There's a fascinating table in EA's Quarter Two Financial Year Results. OK, quite fascinating table. It reveals something of why EA is so DLC-happy. The publisher makes more than twice as much money from DLC than it does from full games digitally.
The table shows that in the second quarter of this financial year EA made $89 million from its digital game sales and $195 million from "Extra Content". Hell, EA made $83 million solely from subscriptions and season passes.
This time last year, EA had made $153 million from "Extra Content" so it's seeing massive growth in the amount of cash it's making from DLC and "freemium" content.

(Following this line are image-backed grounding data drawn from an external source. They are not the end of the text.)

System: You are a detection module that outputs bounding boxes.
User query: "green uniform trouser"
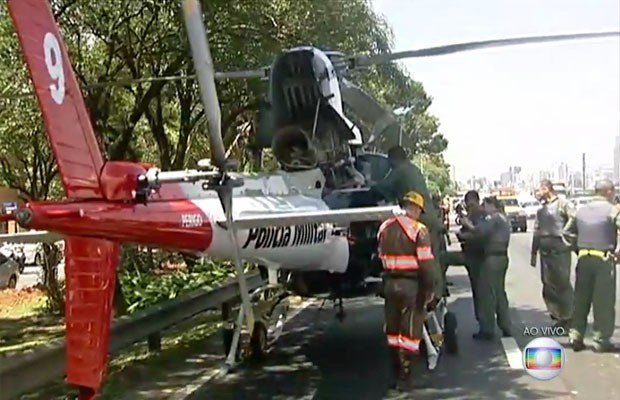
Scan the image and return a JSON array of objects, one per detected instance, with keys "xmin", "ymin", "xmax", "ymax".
[
  {"xmin": 430, "ymin": 231, "xmax": 446, "ymax": 297},
  {"xmin": 464, "ymin": 253, "xmax": 484, "ymax": 321},
  {"xmin": 540, "ymin": 247, "xmax": 573, "ymax": 321},
  {"xmin": 476, "ymin": 255, "xmax": 512, "ymax": 335},
  {"xmin": 570, "ymin": 255, "xmax": 616, "ymax": 342}
]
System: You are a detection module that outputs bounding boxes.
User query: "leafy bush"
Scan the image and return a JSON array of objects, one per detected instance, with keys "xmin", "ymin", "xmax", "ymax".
[{"xmin": 119, "ymin": 260, "xmax": 247, "ymax": 313}]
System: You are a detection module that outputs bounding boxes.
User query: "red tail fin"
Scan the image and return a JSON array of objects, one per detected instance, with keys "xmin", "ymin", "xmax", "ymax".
[
  {"xmin": 8, "ymin": 0, "xmax": 103, "ymax": 199},
  {"xmin": 8, "ymin": 0, "xmax": 119, "ymax": 400}
]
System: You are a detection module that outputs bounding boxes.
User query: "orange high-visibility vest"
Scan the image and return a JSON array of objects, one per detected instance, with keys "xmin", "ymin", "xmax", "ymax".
[{"xmin": 377, "ymin": 216, "xmax": 434, "ymax": 271}]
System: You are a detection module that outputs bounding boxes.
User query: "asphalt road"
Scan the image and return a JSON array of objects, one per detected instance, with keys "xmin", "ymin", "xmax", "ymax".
[{"xmin": 189, "ymin": 222, "xmax": 620, "ymax": 400}]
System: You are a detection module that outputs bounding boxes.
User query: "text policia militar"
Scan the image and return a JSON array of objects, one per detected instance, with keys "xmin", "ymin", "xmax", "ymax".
[
  {"xmin": 243, "ymin": 224, "xmax": 327, "ymax": 249},
  {"xmin": 523, "ymin": 326, "xmax": 567, "ymax": 337}
]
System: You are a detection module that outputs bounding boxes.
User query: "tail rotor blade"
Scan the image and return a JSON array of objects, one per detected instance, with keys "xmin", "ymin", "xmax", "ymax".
[
  {"xmin": 183, "ymin": 0, "xmax": 226, "ymax": 169},
  {"xmin": 350, "ymin": 32, "xmax": 620, "ymax": 68}
]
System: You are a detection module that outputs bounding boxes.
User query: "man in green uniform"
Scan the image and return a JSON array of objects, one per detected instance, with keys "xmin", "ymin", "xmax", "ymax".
[
  {"xmin": 530, "ymin": 179, "xmax": 575, "ymax": 329},
  {"xmin": 457, "ymin": 190, "xmax": 486, "ymax": 321},
  {"xmin": 370, "ymin": 146, "xmax": 447, "ymax": 295},
  {"xmin": 462, "ymin": 197, "xmax": 512, "ymax": 340},
  {"xmin": 564, "ymin": 180, "xmax": 620, "ymax": 352}
]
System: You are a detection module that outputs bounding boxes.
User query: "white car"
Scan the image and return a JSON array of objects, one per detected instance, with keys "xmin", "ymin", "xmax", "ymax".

The freemium part of the Extra Content is key. Things like the card packs in Fifa's Ultimate Team app, say. Card packs that EA's chief financial officer, Blake Jorgensen, attributes the growth to in particular. In a financial call to investors, Jorgensen says "Extra content and freemium contributed $195 million, up 27% over the prior year. The principal driver of the growth was Ultimate Team across our sports franchises." Card packs aren't a buy-once sort of microtransaction, like buying new levels for Battlefield is; instead they encourage you to return again and again to buy more card packs so you can collect the complete set. Some people have spent hundreds of pounds on Ultimate Team cards, compare that to a £40 season pass and you can see where EA is making its money.

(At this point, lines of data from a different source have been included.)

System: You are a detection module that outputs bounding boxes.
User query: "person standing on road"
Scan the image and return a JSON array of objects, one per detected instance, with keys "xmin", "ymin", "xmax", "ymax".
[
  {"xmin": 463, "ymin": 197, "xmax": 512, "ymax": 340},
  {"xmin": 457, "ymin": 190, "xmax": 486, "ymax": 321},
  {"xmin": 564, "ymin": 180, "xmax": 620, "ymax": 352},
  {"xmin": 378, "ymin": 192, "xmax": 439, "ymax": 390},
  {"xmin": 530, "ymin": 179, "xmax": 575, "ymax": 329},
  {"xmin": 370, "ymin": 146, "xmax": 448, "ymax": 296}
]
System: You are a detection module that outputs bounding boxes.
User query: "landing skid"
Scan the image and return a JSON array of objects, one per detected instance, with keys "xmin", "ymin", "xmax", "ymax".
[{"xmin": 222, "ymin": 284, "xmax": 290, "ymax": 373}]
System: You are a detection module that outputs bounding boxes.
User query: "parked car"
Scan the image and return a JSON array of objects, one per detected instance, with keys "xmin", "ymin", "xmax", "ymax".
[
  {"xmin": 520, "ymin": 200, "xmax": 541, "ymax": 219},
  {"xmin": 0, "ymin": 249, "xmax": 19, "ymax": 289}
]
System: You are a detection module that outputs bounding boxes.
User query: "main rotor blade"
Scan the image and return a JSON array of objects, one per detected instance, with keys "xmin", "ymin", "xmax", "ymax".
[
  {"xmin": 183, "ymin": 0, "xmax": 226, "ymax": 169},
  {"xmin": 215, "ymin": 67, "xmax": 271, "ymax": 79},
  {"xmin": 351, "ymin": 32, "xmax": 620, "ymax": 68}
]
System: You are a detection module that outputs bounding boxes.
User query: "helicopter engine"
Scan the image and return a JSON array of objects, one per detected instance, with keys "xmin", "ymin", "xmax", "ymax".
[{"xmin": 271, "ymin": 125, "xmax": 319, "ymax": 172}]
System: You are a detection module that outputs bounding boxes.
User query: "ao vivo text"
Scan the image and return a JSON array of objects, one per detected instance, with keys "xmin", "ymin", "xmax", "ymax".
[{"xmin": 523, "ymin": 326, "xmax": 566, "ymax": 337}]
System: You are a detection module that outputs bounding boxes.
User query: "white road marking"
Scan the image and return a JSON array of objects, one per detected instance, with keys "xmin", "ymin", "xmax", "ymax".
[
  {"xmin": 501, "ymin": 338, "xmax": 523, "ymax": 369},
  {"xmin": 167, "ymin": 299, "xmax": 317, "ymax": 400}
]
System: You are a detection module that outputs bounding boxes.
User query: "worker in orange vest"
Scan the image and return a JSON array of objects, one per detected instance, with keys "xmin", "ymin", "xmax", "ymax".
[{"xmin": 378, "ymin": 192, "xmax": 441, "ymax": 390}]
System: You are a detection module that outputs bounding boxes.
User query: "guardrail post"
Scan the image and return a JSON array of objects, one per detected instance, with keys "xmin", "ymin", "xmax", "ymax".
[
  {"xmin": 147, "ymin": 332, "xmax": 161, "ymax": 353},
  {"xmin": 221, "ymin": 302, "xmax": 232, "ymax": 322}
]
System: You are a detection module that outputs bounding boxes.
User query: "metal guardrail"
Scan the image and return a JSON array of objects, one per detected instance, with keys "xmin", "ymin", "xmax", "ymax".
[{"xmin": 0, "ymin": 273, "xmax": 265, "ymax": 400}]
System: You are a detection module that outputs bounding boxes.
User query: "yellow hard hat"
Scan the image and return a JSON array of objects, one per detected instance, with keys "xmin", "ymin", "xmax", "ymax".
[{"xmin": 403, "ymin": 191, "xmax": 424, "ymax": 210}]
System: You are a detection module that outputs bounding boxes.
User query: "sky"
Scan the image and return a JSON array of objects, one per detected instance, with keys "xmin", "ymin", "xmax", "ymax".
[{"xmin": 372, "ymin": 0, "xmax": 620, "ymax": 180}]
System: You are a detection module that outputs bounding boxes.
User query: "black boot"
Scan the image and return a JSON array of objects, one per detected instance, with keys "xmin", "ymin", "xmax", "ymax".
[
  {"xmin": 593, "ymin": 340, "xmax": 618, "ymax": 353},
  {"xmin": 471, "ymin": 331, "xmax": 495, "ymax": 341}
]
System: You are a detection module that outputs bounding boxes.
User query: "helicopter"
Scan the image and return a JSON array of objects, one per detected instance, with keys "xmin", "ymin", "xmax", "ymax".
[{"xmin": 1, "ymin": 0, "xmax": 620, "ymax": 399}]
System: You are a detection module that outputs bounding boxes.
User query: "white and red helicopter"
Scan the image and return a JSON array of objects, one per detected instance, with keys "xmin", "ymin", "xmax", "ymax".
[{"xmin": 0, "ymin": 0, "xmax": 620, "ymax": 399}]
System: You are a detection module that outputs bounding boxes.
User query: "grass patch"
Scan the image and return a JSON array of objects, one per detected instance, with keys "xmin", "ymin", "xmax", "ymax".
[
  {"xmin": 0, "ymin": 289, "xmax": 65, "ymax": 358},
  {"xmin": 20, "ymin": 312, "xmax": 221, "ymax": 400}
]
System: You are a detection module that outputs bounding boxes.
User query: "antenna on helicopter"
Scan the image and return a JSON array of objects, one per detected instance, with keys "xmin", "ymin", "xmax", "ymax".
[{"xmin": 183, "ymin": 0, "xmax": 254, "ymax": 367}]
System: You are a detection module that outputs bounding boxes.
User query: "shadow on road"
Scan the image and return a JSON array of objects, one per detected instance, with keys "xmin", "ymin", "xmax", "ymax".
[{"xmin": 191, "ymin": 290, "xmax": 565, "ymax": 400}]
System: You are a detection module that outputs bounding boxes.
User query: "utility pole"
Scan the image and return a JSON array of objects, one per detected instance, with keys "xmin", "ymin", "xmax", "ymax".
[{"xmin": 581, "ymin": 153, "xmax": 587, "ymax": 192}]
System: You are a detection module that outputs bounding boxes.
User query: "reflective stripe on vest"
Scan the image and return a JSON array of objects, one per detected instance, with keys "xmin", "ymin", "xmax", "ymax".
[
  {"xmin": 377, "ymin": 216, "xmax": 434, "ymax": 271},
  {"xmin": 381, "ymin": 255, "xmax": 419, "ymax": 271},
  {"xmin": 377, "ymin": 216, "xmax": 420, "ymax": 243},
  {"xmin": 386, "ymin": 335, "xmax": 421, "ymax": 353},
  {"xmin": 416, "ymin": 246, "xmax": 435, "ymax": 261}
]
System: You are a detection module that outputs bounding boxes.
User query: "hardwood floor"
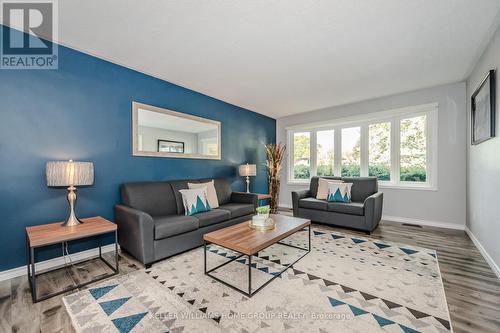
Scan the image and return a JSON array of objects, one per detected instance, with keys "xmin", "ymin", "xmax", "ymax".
[{"xmin": 0, "ymin": 217, "xmax": 500, "ymax": 333}]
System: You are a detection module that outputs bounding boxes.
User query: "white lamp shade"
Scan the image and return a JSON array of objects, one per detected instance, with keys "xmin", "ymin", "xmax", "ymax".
[
  {"xmin": 239, "ymin": 164, "xmax": 257, "ymax": 177},
  {"xmin": 45, "ymin": 161, "xmax": 94, "ymax": 186}
]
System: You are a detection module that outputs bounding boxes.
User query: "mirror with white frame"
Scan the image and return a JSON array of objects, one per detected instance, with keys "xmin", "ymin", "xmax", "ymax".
[{"xmin": 132, "ymin": 102, "xmax": 221, "ymax": 160}]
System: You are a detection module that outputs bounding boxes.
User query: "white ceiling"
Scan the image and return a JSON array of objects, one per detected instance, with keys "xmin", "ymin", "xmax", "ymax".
[{"xmin": 8, "ymin": 0, "xmax": 500, "ymax": 118}]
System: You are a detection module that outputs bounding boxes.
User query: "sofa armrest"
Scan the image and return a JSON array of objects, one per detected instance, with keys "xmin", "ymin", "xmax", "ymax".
[
  {"xmin": 364, "ymin": 192, "xmax": 384, "ymax": 231},
  {"xmin": 115, "ymin": 205, "xmax": 154, "ymax": 265},
  {"xmin": 231, "ymin": 192, "xmax": 259, "ymax": 208},
  {"xmin": 292, "ymin": 190, "xmax": 311, "ymax": 217}
]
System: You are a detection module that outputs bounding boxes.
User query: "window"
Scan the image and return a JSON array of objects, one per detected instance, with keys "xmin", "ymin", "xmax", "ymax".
[
  {"xmin": 341, "ymin": 127, "xmax": 361, "ymax": 177},
  {"xmin": 368, "ymin": 122, "xmax": 391, "ymax": 181},
  {"xmin": 287, "ymin": 103, "xmax": 437, "ymax": 190},
  {"xmin": 400, "ymin": 115, "xmax": 427, "ymax": 182},
  {"xmin": 316, "ymin": 130, "xmax": 335, "ymax": 176},
  {"xmin": 293, "ymin": 132, "xmax": 311, "ymax": 179}
]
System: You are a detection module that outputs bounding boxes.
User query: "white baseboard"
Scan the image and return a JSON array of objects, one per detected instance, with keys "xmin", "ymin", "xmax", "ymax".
[
  {"xmin": 0, "ymin": 244, "xmax": 119, "ymax": 281},
  {"xmin": 382, "ymin": 215, "xmax": 465, "ymax": 230},
  {"xmin": 465, "ymin": 226, "xmax": 500, "ymax": 279}
]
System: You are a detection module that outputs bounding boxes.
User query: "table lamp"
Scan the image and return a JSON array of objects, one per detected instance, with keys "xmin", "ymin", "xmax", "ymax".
[
  {"xmin": 45, "ymin": 160, "xmax": 94, "ymax": 227},
  {"xmin": 239, "ymin": 163, "xmax": 257, "ymax": 193}
]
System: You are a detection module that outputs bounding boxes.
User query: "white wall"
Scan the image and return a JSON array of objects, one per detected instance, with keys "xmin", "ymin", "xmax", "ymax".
[
  {"xmin": 467, "ymin": 22, "xmax": 500, "ymax": 277},
  {"xmin": 276, "ymin": 82, "xmax": 467, "ymax": 229}
]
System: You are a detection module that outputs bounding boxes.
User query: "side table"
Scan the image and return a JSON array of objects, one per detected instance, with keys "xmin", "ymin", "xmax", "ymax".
[{"xmin": 26, "ymin": 216, "xmax": 119, "ymax": 303}]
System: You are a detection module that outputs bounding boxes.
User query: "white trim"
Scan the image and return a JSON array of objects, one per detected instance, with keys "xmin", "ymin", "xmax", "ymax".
[
  {"xmin": 465, "ymin": 226, "xmax": 500, "ymax": 279},
  {"xmin": 382, "ymin": 215, "xmax": 465, "ymax": 230},
  {"xmin": 0, "ymin": 244, "xmax": 120, "ymax": 281}
]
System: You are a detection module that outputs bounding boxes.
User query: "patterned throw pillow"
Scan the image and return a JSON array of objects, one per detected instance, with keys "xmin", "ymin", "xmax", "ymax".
[
  {"xmin": 316, "ymin": 178, "xmax": 342, "ymax": 200},
  {"xmin": 179, "ymin": 187, "xmax": 212, "ymax": 215},
  {"xmin": 188, "ymin": 179, "xmax": 219, "ymax": 209},
  {"xmin": 326, "ymin": 183, "xmax": 352, "ymax": 202}
]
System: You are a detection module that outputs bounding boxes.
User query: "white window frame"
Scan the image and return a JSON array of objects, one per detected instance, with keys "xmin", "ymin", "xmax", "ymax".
[{"xmin": 286, "ymin": 103, "xmax": 438, "ymax": 191}]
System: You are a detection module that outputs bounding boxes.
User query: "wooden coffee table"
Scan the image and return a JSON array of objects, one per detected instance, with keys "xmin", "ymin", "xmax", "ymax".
[{"xmin": 203, "ymin": 215, "xmax": 311, "ymax": 297}]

The important point about the graph above is that it only accounts for digital revenues and not total game sales. However, Jorgensen reveals that, except for FIFA (which is primarily bought in shops), EA's games "averaged around 20% full game downloads". This suggests that all told EA made about $450 million on full game sales in the last quarter, meaning DLC makes EA nearly half as much money as all its full game sales.
Jorgensen also makes the point in the investor call that digital game sales are only set to increase because currently EA "still sell gen 3 products [PlayStation 3 and Xbox 360 games]. And gen 3 products are typically doing full game downloads at a much lower level." Another thing he thinks will change is the quality of internet: "two factors bring down full game downloads today in Europe: one is bandwidth speeds in some countries; and two is many retailers in Europe, particularly in Great Britain, use FIFA as a way of driving traffic into the store, and they like a physical copy to help do that.
"We're seeing very strong full game downloads continue in North America. And as a reminder, the PC business that we have, we see full game downloads there roughly 75%. And so there's still a lot of headroom, we believe, in the full game download opportunity for us, going forward."
With that level of success from DLC and microtransactions you can't expect EA to move away from the model any time soon, particularly as the money its making is growing yearly.